In Sydney, Naomi attended several acting schools, where she met her still-friend Nicole Kidman. In 1986 however, she took a break from acting to work as a model in Japan, which proved fruitless because she did not have the physical requirements for a runway model. Her career actually began in Australian television, where Watts appeared in commercials and TV melodramas such as Home and Away. She was featured in a supporting role in the acclaimed 1991 Australian film Flirting, which starred Nicole Kidman and Thandie Newton. As Watts made the transition from Australia to the United States, she landed a supporting role in the cult film Tank Girl.
It wasn't until 2001, when Watts performed in David Lynch's highly acclaimed Mulholland Drive that her name became well-known.
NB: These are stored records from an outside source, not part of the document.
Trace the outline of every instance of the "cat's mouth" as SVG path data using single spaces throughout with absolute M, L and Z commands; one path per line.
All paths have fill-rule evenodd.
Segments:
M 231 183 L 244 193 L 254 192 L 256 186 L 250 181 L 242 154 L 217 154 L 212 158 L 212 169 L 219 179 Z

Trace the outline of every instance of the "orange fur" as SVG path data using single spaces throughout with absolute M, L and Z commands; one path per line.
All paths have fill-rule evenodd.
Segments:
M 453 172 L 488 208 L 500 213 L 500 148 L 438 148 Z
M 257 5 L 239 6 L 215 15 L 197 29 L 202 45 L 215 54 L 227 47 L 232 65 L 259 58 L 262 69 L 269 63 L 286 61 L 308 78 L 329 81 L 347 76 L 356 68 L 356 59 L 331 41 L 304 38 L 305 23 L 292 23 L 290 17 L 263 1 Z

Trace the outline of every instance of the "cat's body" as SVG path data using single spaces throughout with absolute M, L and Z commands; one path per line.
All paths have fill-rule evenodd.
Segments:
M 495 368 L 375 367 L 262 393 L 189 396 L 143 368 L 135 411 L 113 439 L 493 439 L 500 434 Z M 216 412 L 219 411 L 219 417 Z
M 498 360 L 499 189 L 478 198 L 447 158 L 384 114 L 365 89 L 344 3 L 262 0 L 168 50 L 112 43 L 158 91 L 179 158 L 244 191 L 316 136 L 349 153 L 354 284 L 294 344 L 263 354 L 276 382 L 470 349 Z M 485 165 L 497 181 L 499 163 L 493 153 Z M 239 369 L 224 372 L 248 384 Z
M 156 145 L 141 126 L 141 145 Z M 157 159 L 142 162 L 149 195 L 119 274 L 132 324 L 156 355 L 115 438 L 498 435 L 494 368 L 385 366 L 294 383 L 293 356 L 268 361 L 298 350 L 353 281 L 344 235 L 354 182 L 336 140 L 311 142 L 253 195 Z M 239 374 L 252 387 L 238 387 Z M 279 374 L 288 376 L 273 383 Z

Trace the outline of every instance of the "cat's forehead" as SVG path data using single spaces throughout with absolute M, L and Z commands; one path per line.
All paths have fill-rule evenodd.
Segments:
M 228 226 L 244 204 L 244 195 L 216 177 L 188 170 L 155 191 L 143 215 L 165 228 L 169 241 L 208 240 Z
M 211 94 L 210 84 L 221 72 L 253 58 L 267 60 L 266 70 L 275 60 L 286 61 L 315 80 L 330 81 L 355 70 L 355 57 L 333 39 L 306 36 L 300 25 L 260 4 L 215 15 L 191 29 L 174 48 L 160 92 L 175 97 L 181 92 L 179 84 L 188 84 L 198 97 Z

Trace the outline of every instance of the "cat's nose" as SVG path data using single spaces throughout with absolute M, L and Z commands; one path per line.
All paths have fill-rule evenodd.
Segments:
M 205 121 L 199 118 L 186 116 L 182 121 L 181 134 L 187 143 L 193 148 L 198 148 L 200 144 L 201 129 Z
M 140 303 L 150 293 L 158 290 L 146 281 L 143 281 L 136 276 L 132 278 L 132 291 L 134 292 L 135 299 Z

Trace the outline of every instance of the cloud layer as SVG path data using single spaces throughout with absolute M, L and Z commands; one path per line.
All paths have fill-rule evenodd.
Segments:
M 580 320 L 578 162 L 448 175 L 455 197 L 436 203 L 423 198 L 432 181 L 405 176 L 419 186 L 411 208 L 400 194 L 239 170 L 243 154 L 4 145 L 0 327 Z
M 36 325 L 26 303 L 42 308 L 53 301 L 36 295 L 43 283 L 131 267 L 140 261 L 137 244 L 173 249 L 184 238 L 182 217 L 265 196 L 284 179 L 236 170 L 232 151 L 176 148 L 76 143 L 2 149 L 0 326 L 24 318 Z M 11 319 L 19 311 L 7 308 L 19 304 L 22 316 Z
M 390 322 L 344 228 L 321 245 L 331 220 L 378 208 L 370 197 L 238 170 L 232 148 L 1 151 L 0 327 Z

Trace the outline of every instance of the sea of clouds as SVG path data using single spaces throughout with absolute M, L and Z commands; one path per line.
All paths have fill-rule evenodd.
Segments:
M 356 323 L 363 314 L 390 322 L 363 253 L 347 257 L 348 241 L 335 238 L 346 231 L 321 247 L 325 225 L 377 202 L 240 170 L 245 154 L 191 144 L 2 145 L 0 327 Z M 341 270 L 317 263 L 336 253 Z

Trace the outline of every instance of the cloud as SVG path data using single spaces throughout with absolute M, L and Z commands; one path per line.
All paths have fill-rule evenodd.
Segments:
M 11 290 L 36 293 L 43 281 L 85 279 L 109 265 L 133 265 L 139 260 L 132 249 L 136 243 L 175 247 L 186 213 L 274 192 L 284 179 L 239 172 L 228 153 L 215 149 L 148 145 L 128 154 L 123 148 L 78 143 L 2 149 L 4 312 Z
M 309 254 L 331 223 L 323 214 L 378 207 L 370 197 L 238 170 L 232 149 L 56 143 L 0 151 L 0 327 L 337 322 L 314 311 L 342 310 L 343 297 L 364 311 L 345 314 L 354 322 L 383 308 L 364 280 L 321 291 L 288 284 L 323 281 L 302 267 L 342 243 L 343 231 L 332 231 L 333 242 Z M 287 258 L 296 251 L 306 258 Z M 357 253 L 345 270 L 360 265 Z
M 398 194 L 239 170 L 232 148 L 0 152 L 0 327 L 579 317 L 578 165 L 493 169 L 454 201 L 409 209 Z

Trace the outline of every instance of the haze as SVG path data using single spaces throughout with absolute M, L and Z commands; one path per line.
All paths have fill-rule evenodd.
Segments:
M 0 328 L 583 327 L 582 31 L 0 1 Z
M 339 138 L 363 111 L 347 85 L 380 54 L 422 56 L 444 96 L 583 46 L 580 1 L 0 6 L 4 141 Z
For the film she won the National Society of Film Critics Award as Best Actress and the National Board of Review award as Breakthrough Performance of the year. Then in 2002 she starred in one of the biggest box office hits of that year, the English language remake of the Japanese horror film, The Ring. It was her performance opposite Sean Penn and Benicio del Toro in 21 Grams that earned Watts her first Academy Award nomination as Best Actress. Her most commercial film yet was 2005's King Kong, which won high praise and grossed $550 million worldwide.
In May 2006, Watts was named a special representative to the U.N. program from H.I.V./AIDS.